I keep a couple of more formal collared shirts with some Microsoft "prestige" logos on them (I'm a Microsoft "MVP") for use when I'm teaching a technical class or giving a technical presentation in which connections with Microsoft might be useful. The brands then become tools to associate me with an expertise hierarchy.

I live in Olympia, where I know you lived, and as you know, it's bumper-sticker mecca for the activist set. I have my own neo-con tendencies, but I also have my christian anarchy currents. We don't have any bumperstickers (due to my wife's philosophy on public statements), but the one I've been most tempted to stick on is "Love others pre-emptively."

Posted by: Dave Shackelford on February 5, 2007 11:08 PM

I've gotten in the habit, since I was eighteen, of buying a college t-shirt for every college I visit. For example, a friend ran me by the Seminary bookshop at the University of Chicago, and I had to take a detour to the student shop to get a Chicago t-shirt. Whether prestigious or not, I always have to get a t-shirt -- I've got worn-out shirts from Tulane, Western Michigan, Kansas State, Sewanee, Columbia, none of which I have attended. I don't think I am leeching the prestige of these institutions ... I never expect that people wearing a university or college shirt actually went there. To me it's more of a collecting thing. I'm interested in universities, so I like having the t-shirt!

Posted by: James on February 6, 2007 1:18 AM

Once, I volunteered to translate the Google interface into Frisian, and I got a branded T-shirt in reward. Never wore the thing, even though I've been to meetings of webloggers where a Google T-shirt would have made stand out.

No, logos are a taboo.

Posted by: ijsbrand on February 6, 2007 7:51 AM

I don't get the whole concept behind logo wear. The clothing manufacturer pays a licensing fee to the logo's owner, and of course passes that fee along to buyers in the form of higher prices. That's why, for example, a cap with the NASCAR logo costs more than a logo-less cap regardless of material quality or workmanship or other physical attributes. You are (indirectly) paying NASCAR for the right to display its logo.

Yet by wearing the cap you are giving NASCAR free advertising - actually, you're paying them to run the ad. By all rights NASCAR should be paying you, by subsidizing part of the cost of the cap.

Posted by: Peter on February 6, 2007 9:00 AM

I'm with Peter.

3rd generation advertising geek + 10 years as a copywriter + 10 years as a commercial actress = nobody gets my bod w/o renting it.

Except, you know, The BF. I can't give it away fast enough to him...

Posted by: communicatrix on February 6, 2007 1:27 PM

I could instantly relate to that William Gibson character, too. For many years now, I haven't been able to comfortably wear any clothing with any wording, symbols, logos, etc. on it.

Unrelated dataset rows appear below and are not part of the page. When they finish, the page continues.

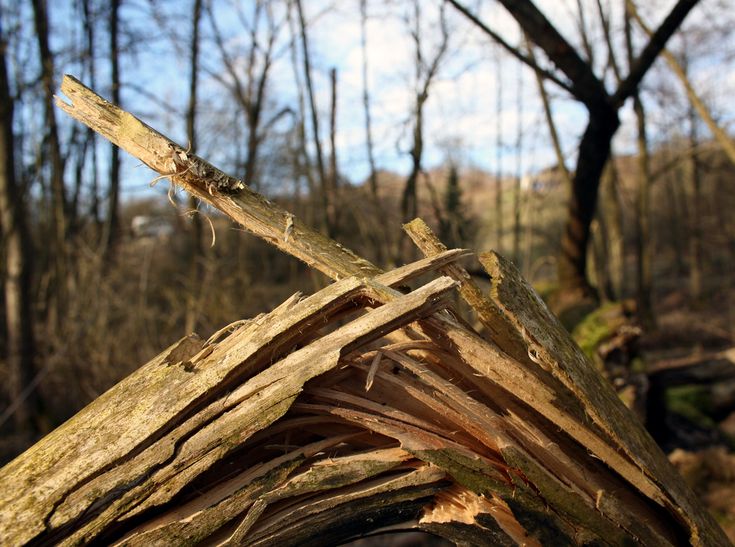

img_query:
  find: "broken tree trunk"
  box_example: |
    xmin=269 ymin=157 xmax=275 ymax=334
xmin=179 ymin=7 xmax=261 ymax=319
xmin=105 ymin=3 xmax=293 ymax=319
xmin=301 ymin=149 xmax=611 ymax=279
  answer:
xmin=0 ymin=78 xmax=727 ymax=546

That means that several clothing labels are off the list, some of which might have things I would otherwise wear. But I won't have a Ralph Lauren polo pony riding across me. A very small label somewhere, OK. But not right front and center.

Posted by: Derek Lowe on February 6, 2007 10:23 PM

Dave -- I didn't know I had any/many Oly readers. I used to work in state gummint at OFM and had to be careful on my treatment of certain subjects. Retirement is nice!

James -- I used to buy tiny college beer mugs once in a while. Difficult to wear, fortunately.

Derek -- Ditto me, in general. An itsy-bity logo is okay if I really seriously like the garment. But I avoided Tommy garb because of the large labels (they wised-up on Jeans, which I now wear).